The onboarding of new coachees seems to ebb and flow with the seasons of the church year, but costs of living are no respecter of the liturgical calendar. It is easy – too easy – to get swept up in a scarcity mindset when I compare my PayPal account with my stack of bills. What if my aging car breaks down? What if the Dow keeps dropping and my Roth IRA bottoms out? What if I get sick during this apocalyptic flu season and the doctor copays pile up? (I am good at coming up with worst-case scenarios, as you can see. This is an essential talent if one is going to take up the mantle of scarcity.)

Of course, I know that this way of thinking is contrary to scripture. We worship a God of abundance. A God who feeds the birds of the air and clothes the flowers more majestically than Solomon, even as neither the sparrow nor the lily earns its keep through its own works. A God who provided meat and bread for the grumbling Israelites each day of their forty-year pity party in the wilderness. A God whose love overflows into the river of life that slakes our thirst, not just now, but for eternity.

I wanted – needed – this intellectual belief to translate into a spiritual shift, so a few months ago I began incorporating the following into my nightly prayers: “Thank you for today’s bread. I pray that you would provide bread for tomorrow.” It was a good first step for me, taking time to be grateful for the tangible ways God had sustained me that day. But the prayer was still tinged with strain, as if I couldn’t fully trust that God had the next day covered.

One night I was going through my prayers, admittedly in an unfocused way, when I accidentally reversed the order of my usual appeal: “I pray for daily bread, and I thank you for daily bread.” Something was instantly different in my body. It sounds like such a small change, but in praying for provision and then thanking God for it, I was acknowledging that God had my today and my tomorrow in God’s compassionate and competent hands. My faith factor ratcheted up a few notches through the divinely-inspired rearrangement of a few words.

I believe that most of my spiritual setbacks have stemmed from the temptation of the scarcity mindset.
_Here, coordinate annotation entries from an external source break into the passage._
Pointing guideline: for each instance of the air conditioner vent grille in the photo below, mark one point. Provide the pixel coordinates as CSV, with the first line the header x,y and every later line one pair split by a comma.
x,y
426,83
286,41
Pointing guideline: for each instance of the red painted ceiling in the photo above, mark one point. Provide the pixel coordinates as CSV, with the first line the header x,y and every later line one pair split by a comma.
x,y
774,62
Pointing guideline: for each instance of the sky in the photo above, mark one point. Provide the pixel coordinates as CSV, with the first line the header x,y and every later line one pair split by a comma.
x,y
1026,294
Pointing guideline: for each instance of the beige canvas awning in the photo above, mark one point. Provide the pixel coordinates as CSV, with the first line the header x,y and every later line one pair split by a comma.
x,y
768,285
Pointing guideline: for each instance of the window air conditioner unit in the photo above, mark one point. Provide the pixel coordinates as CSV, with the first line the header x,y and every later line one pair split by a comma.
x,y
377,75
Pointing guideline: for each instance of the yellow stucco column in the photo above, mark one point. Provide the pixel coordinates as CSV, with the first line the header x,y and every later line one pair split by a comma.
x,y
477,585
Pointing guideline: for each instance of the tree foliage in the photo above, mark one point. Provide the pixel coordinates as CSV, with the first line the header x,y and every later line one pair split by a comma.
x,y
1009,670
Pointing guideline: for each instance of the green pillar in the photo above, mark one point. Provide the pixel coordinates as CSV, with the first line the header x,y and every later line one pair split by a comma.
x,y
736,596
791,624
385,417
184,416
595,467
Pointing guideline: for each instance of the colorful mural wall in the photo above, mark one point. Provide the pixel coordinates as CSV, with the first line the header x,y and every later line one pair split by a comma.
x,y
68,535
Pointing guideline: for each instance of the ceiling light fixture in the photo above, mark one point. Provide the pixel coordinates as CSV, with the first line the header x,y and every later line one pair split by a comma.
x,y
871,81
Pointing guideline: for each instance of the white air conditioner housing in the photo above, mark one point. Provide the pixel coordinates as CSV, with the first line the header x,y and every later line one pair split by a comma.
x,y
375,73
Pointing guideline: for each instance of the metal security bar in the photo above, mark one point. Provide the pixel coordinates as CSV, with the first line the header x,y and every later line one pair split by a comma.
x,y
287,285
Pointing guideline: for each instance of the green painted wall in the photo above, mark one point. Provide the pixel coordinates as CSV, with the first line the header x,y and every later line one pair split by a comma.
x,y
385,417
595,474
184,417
Is there really plentiful food and shelter to go around? Are there sufficient opportunities for meaningful work? Can the important people in my life spare enough love for me? And what about the ever-elusive resource of time? Are there adequate hours in the day to get things done? When these questions start swirling, my stomach tightens, my world shrinks, and worry keeps me from looking too far beyond myself.

I wonder if scarcity is our collective spiritual crisis as well. Right now we are wrestling in our country and in our churches with questions about who’s in and who’s out. As we make budgets at each level of every institution, we default to asking, “what do we need to cut?” As the Doomsday clock creeps closer to midnight, we ask ourselves whether we can ever be armored enough against attack. These mindsets are the ingredients for a war to determine the survival of the fittest, not the peace of God’s reign.

And so this Lent I want to challenge us all to flip the script. To ask ourselves what we really require and what others who are also made in God’s image need. To trust that God knows our circumstances. And to pray for daily bread first and then thank God for the provision we have benefitted from and will experience tomorrow. We can offer this advance gratitude with confidence, because even as we make that hard journey with Jesus to the cross, we already know the victory he attains on our behalf with the good news of Easter.

“…for thine is the kingdom and the power and the glory forever. Amen.”

Laura Stephens-Reed is Peer Learning Group Regional Director for Alabama, Florida, Georgia, and South Carolina. She also serves as a clergy coach and congregational consultant.